The card would, in other words, act as a sort of personal disclaimer. A wallet-sized ‘You Have Been Warned’ notice. It would say something along the lines of, “Being friends with Matt carries certain risks. It is likely that you will encounter people several stations too far from Sanity Central. Stay alert.”

It had, up until yesterday, been a relatively “nutter-free” existence in Brussels. Most people I met were fairly stable, apart from, say, the people who decide to fix you with a solemn stare for the entire metro journey, or anyone who’s a member of ITS. Yesterday afternoon, after a walk exploring the area just north-west of where I live, I decided to meet my friend, a Spanish girl called Pilar, for a coffee at Grand Place. It was just after 5pm.

We met near the market, and were walking down one of the streets, looking for somewhere that was fairly quiet, away from the Bank Holiday crowds.
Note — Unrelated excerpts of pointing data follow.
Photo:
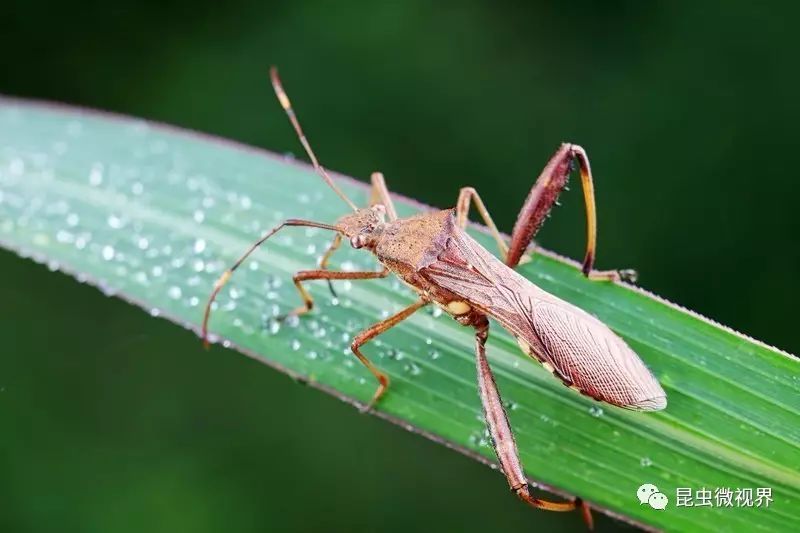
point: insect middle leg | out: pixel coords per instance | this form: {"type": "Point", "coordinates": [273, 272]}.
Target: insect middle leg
{"type": "Point", "coordinates": [372, 332]}
{"type": "Point", "coordinates": [541, 199]}
{"type": "Point", "coordinates": [310, 275]}
{"type": "Point", "coordinates": [468, 195]}
{"type": "Point", "coordinates": [502, 436]}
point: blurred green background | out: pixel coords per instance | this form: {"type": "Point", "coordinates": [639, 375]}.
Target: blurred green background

As we were walking, a man passed us and spontaneously produced a gesture that looked like he was swatting away a fly in front of him…very violenty. Pilar and I exchanged a look, and we turned around out of curiosity, as you do when these things happen. As it happens he had also stopped, about fifteen meters away, and was looking at us.

He was standing next to a builders’ skip, inside which were broken up blocks of concrete. One of which, he picked up, and made as if to throw the block right towards us. At this point, Pilar grabbed my arm and screamed. Maybe this is what he was hoping for, because he didn’t throw the block at us, but continued to stand there with it raised in his hand, staring with malice. At the time, I was at a complete blank, I just stood and stared at him, gripped with fear and disbelief; of course, the moment we felt sure he wasn’t going to throw it, we got out of there like lightning.

Shaken, we found a cafe – the criteria having been narrowed down to, “somewhere, anywhere” – and gradually were able to joke about it; the event would become “something to tell the grandchildren.” It got me thinking, however, that perhaps I ought to advise the people I meet to consider something in addition to my personal details: some personal insurance.

(Regarding my journalism training, this last week, among other things, I’ve been dealing with serious organised crime.)